But although Facebook has seen patent suits against it double in the last year, don’t necessarily take this as a sign that Yahoo will necessarily extend its fight to more jurisdictions, nor that social media will be come the next battleground, after mobile, in patent wars, says one senior patent lawyer in London.

Myles Jelf, a partner at the UK law firm Bristows — which works with a number of multinationals in the telecoms, media and technology sector on patent and intellectual property cases, including Samsung in its patent dispute with Apple — says that he would be “surprised” if Yahoo began to broaden out its case beyond the U.S.

“The cost goes up by an order of magnitude once you spread across the globe,” he said, but he added that other jurisdictions might not be so sympathetic on “method” patents describing different functions, and what they are supposed to protect. “Outside the U.S., it’s much harder to make claims like that stick,” he said. “It’s generally a lot easier to get one granted than it is to uphold it in court, so I think Yahoo should think quite hard before exposing itself in a number of other jurisdictions.”

He also notes that if it is the case that Yahoo is banking on Facebook being inclined to make a deal pre-IPO, “a big piece of litigaion is all you have to put in play.”

Nor does he think that patents around social media will ever have the same currency as those around mobile technology — a field that has spawned a number of suits between Apple and Android device makers (like Samsung), as well as other companies including Microsoft, Nokia and many others.

“In the Apple/Samsung cases, for example, it’s a global battle for consumers, and it’s a matter of life and death,” he said. “It’s like the two competing against each other on the supermarket shelf, and that’s why you have to go into every court.”

In contrast, he explained, “Yahoo is not saying Facebook is a competing service, and it should be pulled. It’s saying: you are using my technology and so we want a revenue stream.”

Beyond that, in the mobile world, he noted that the players who have huge patent portfolios have them because they’ve invested often billions in research money to make something work. “All of this — 3G and 4G technology — costs billions of dollars to create and so there’s a greater driver to produce income from that. In social media it’s not R&D billions but neat packaging.”

However, he does note that the market for internet services significantly more saturated now than it has been in years past — in the case of Yahoo that has meant difficulty in getting an edge over Google in search, or competing against them as effectively in advertising. That means companies that work in these fields “will need to find new income streams, and so if there are any possibilities in that patent portfolio” to do that, this could change the outlook significantly.

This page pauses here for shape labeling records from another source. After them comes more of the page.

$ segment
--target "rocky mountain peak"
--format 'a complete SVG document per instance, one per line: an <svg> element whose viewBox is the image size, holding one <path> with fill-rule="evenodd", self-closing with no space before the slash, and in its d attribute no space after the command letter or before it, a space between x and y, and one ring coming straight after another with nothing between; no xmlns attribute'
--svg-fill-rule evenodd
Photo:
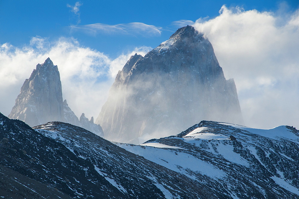
<svg viewBox="0 0 299 199"><path fill-rule="evenodd" d="M43 64L37 64L25 80L8 116L31 126L49 121L63 121L62 103L58 68L48 57Z"/></svg>
<svg viewBox="0 0 299 199"><path fill-rule="evenodd" d="M43 63L38 64L29 79L25 80L8 117L24 121L31 127L53 121L84 126L88 130L103 136L102 128L94 123L93 118L89 121L83 113L79 121L66 100L63 101L58 67L49 57Z"/></svg>
<svg viewBox="0 0 299 199"><path fill-rule="evenodd" d="M105 137L140 143L203 119L242 124L234 83L225 79L203 35L183 27L144 57L131 57L96 121Z"/></svg>

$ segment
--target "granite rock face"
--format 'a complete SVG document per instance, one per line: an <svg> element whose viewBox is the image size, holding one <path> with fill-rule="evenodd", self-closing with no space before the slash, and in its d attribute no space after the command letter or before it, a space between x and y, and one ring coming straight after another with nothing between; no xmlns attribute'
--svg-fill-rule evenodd
<svg viewBox="0 0 299 199"><path fill-rule="evenodd" d="M25 80L8 117L23 121L31 127L62 121L104 136L101 126L94 123L93 117L89 121L84 117L88 122L81 118L79 121L66 100L63 102L58 68L48 57L44 63L37 64L29 78Z"/></svg>
<svg viewBox="0 0 299 199"><path fill-rule="evenodd" d="M64 120L60 75L50 58L37 64L25 80L8 117L30 126Z"/></svg>
<svg viewBox="0 0 299 199"><path fill-rule="evenodd" d="M88 118L85 117L85 114L82 113L80 117L79 122L79 126L91 132L92 132L102 138L104 137L104 133L102 127L99 124L96 124L94 123L93 117L91 117L90 120L89 120Z"/></svg>
<svg viewBox="0 0 299 199"><path fill-rule="evenodd" d="M225 79L208 39L187 26L131 57L96 123L108 139L139 143L203 119L243 123L233 79Z"/></svg>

And — as if almost on cue — Tim Armstrong, CEO of AOL, TechCrunch’s owner, came out with a line on its own portfolio of 700-800 patents:

“You should assume we understand that portfolio, and assume we have a strategy on it,” he said at a Barclays investor conference (via AllThingsD). Activist investor Starboard Value has said in the past that those patents could earn AOL in excess of $1 billion annually if “appropriately harvested and monetized.”